仙台四方よし「宣言企業」 セント【PR】
仙台市は売り手よし、買い手よし、世間よしの「三方よし」に、働き手よしを加えた「四方よし」を実践する地元企業を顕彰している。2020年1月からは、四方よし企業として積極的に取り組む「宣言企業」を募り、その普及を進めている。広がりをみせている四方よしの最前線を紹介する。
オフィスのトータルソリューションの提供を主な事業とするセント(仙台市青葉区)は、2021年9月、仙台市の「仙台『四方よし』宣言企業」に登録された。働き方改革の一環でペーパーレス化やテレワーク環境の整備などに取り組み、そのノウハウを伝えるセミナーを無料開催している。
セントでは2015年頃から働き方改革と仕事の効率化、生産性の向上を同時に実現する取り組みを始めた。まず、着手したのは、稟議書やファクスなどのデジタル化、ペーパーレス化だ。
紙がなければ回らない仕事をなくせば、働き方は大きく変わる。しかし、なじんだ仕事をガラリと変えることは想像以上にハードルが高かった。木須社長は「オフィスの課題解決を生業とする我々自身が、まず変わろう」と社員を鼓舞し、数年がかりでやり遂げた。
届いたファクスはこれまで帰社後にしか確認できなかったが、メール転送ができるようにした。外出先でも確認できるようになり、お客さまとのやり取りがスムーズになった。また、外出先と会社の行き来に要していた時間を訪問に充てられるようになり、顧客と接する機会や時間が増えたという。
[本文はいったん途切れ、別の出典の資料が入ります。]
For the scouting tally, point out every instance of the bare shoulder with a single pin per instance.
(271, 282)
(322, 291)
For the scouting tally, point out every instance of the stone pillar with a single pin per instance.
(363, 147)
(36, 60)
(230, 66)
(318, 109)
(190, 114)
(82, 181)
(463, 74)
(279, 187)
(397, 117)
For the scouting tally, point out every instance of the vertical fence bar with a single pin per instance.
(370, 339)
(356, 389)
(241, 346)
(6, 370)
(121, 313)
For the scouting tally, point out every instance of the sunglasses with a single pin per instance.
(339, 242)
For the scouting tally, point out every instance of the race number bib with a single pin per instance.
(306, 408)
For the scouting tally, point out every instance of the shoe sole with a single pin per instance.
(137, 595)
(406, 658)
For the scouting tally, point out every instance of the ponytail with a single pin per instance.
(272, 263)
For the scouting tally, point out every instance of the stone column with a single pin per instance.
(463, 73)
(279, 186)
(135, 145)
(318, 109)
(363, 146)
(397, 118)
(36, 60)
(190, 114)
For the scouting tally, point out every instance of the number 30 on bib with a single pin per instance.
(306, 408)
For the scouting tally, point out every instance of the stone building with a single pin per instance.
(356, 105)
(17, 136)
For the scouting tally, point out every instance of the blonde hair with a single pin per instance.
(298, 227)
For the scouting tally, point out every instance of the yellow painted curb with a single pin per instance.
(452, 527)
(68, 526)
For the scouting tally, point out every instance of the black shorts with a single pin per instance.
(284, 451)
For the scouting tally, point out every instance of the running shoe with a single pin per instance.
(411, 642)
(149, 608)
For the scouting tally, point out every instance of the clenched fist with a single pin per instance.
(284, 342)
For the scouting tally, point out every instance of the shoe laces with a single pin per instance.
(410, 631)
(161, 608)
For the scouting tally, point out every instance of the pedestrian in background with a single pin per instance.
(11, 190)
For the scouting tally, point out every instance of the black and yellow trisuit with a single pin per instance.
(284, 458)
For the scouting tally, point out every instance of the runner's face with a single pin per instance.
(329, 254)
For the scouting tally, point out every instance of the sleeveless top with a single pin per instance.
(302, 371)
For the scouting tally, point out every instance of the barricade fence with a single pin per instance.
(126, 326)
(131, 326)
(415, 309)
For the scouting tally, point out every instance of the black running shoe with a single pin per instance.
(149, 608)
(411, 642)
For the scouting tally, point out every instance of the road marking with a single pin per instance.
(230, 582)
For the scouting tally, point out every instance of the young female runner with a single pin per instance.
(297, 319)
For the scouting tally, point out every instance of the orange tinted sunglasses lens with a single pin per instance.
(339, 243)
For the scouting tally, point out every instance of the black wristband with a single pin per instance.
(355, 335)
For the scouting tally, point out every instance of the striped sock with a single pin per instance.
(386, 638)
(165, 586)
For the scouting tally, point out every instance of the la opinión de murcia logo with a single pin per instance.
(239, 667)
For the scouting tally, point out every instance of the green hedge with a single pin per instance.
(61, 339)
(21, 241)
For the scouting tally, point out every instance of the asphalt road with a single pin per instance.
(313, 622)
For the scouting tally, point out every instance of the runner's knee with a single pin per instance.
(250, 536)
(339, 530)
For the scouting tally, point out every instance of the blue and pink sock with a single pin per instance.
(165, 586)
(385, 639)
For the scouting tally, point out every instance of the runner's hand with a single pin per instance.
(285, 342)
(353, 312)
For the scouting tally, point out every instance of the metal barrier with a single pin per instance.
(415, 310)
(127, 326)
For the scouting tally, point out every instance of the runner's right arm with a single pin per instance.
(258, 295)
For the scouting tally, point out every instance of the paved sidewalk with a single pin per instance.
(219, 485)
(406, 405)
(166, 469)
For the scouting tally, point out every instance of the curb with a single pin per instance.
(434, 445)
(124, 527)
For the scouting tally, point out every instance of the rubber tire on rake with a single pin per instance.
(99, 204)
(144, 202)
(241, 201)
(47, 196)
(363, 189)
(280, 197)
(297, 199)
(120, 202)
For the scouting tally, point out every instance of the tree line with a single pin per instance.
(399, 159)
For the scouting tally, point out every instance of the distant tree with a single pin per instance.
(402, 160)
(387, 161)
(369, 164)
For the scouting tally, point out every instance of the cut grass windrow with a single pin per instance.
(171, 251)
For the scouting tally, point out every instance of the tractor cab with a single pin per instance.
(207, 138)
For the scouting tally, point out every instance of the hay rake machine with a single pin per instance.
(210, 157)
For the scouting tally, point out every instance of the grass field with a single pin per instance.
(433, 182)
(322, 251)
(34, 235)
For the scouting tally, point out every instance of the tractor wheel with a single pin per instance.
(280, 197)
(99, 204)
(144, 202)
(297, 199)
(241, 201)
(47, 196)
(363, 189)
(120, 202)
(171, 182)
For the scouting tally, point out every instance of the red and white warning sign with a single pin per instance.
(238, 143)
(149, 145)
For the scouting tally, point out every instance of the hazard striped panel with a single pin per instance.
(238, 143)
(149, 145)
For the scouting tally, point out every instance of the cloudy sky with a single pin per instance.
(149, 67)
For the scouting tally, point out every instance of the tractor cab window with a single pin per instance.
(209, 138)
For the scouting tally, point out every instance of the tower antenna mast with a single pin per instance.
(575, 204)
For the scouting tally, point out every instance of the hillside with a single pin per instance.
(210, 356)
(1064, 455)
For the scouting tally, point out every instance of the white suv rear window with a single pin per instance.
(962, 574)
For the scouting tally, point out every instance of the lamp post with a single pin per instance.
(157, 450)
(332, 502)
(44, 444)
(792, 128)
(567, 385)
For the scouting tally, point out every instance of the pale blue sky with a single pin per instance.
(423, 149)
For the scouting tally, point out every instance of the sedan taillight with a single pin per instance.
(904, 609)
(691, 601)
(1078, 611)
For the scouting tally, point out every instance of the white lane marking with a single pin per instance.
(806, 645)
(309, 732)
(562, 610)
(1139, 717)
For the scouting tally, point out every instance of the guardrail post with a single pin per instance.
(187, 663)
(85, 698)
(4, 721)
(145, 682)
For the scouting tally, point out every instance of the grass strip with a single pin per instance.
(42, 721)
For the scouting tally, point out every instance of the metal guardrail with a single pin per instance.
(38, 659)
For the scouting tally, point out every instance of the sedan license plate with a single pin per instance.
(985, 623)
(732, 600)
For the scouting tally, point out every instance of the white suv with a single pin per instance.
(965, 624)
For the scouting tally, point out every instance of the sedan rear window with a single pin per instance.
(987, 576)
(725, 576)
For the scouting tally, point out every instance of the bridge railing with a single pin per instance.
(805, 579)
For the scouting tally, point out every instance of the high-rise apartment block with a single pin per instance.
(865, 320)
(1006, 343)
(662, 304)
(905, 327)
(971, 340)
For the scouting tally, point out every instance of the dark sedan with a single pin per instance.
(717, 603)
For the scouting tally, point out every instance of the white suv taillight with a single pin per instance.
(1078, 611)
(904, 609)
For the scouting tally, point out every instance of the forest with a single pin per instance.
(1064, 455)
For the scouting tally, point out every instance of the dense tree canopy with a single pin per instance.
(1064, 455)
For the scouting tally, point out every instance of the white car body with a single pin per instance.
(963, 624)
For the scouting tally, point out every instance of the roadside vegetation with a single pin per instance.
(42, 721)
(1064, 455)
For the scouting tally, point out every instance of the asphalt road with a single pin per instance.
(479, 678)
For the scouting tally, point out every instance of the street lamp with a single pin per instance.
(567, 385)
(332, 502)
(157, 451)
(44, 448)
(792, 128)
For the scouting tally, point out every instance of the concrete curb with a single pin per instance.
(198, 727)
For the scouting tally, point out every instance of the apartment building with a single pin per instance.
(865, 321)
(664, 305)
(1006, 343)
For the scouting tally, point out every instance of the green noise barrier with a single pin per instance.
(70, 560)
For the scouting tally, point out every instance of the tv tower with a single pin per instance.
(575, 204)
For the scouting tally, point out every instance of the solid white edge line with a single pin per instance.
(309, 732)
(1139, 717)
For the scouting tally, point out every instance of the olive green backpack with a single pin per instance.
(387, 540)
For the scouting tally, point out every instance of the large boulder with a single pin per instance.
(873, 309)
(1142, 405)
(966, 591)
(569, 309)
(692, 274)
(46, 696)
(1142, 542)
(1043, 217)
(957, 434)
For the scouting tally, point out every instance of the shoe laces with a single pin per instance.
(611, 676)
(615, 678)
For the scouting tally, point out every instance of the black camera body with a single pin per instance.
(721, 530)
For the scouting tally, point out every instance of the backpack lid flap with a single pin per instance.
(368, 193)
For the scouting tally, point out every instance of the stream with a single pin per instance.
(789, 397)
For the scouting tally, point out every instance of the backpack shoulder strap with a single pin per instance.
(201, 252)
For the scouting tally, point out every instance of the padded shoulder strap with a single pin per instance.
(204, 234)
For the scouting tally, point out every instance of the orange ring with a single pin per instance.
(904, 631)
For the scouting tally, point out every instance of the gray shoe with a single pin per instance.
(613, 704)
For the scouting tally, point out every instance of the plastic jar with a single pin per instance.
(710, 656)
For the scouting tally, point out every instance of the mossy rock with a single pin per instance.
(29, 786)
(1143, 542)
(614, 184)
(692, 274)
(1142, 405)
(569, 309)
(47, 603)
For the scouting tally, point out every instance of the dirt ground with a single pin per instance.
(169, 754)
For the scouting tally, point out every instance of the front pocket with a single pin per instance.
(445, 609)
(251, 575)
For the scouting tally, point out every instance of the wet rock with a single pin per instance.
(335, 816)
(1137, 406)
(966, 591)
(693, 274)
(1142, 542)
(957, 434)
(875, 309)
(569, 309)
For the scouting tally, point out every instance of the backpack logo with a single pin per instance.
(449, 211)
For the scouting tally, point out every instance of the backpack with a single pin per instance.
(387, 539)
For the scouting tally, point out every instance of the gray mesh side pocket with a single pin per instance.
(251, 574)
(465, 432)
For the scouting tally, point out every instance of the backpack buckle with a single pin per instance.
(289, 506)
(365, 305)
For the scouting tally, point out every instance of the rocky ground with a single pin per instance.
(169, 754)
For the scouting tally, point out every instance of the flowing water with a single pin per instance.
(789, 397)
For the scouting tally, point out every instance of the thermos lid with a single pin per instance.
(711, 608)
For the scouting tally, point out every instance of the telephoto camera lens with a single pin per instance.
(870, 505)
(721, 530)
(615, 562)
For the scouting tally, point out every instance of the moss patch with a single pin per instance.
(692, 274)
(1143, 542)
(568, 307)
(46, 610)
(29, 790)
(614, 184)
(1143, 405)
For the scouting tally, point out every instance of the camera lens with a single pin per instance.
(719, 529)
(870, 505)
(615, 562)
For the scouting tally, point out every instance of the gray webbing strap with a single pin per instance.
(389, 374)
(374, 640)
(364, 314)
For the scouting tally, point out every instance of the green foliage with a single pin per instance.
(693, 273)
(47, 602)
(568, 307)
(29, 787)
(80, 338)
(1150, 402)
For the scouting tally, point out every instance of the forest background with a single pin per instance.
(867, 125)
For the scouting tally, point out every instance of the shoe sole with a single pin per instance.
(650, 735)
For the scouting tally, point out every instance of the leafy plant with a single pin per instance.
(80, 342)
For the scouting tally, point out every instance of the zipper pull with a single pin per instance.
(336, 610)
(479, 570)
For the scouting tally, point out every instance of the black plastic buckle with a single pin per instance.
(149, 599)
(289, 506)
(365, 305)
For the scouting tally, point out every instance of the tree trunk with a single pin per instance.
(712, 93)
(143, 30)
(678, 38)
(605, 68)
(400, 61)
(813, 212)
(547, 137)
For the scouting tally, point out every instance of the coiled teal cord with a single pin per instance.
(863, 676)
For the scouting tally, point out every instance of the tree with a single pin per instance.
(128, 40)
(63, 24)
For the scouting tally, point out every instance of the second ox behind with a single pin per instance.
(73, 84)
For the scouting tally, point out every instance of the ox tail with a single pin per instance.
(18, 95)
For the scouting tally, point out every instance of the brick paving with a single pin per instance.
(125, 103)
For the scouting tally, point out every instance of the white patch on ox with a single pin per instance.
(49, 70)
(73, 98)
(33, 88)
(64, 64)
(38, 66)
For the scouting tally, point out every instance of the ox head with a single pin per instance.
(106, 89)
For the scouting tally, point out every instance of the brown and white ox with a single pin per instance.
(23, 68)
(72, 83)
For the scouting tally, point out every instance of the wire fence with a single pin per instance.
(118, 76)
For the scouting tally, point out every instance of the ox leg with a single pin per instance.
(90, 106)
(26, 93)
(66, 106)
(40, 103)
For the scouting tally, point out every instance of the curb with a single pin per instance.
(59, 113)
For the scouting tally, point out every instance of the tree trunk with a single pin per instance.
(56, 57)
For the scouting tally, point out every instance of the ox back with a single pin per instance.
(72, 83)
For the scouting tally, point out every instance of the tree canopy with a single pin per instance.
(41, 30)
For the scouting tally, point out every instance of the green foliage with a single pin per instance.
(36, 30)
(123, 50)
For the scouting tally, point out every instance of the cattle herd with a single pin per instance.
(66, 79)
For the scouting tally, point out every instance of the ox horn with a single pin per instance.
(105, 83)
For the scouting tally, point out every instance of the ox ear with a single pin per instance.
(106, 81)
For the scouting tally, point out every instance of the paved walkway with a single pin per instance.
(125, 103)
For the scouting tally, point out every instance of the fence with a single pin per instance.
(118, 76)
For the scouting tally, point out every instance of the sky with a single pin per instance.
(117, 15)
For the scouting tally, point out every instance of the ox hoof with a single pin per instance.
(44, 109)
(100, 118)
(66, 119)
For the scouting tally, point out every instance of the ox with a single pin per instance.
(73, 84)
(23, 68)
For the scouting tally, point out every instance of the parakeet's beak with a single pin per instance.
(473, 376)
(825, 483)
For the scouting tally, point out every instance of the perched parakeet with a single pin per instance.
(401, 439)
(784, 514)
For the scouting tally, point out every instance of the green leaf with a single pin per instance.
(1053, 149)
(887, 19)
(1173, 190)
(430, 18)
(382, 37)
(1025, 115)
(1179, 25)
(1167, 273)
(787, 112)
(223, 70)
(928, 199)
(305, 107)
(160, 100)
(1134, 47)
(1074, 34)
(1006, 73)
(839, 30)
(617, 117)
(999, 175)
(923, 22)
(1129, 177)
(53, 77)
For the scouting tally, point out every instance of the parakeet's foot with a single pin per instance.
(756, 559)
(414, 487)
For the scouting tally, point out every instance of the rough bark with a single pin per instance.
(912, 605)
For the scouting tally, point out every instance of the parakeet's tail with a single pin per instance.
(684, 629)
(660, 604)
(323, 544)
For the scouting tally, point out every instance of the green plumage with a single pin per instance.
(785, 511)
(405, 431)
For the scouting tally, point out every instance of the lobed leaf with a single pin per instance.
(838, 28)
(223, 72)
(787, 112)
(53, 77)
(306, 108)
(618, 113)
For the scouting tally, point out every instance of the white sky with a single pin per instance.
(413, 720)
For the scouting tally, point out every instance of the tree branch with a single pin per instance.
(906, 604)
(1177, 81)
2021年3月からは、ペーパーレス化をはじめとする同社の取り組みを紹介するプライベートセミナーおよびオフィスツアーを無料で開催。希望する企業に1対1または1対2でノウハウを伝え、オフィス内を案内する。これまでの10カ月で36社が参加し、「同じ取り組みをしたい」と商談に進むこともあるほど好評だという。
「地方の企業が、会社規模などの実情に合わせどう取り組んでいるか、というところに親近感と関心を持っていただいているのでは」と木須社長。
これまでも組織を超えたフラットでオープンな関係づくりを実践してきたが、コロナ禍により新たなスタイルでのコミュニケーションが求められるようになった。
もともと、営業部門と保守サービス部門が別フロアで、顧客の情報共有が滞りがちになるという課題があった。そこで両部門をワンフロアにしようと、オフィス内の壁を取り払い、大量の書類が詰まったキャビネットをすべて撤去。書類は仕分けし、必要なものはすべてデータ化した。席をフリーアドレスにしたことで、社員同士のコミュニケーションが格段に円滑になった。
また、「本来のテレワークの目的は『出社しない』ことより、『もっとも効率的な場所と時間を自分で選ぶ』こと」と木須圭一社長。「会社に来なくても存分に仕事ができる環境を本気で作りたい」と話す。さらに、定型作業を自動化するRPAの導入にも力を入れている。一例として毎月13時間かけていた入力作業が10分に短縮。空いた時間を生産的で創造的な業務に充てられるようになった。
「テレワークの環境整備と仕事の効率化、生産性の向上は一体と考えています」と木須社長。働く環境は大きく改革されたが「まだ完成ではない」と満足には至っていない。今後、さらに社員同士のコミュニケーションが深まり生産性の高い仕事が生まれるオフィスに進化させたいと意気込む。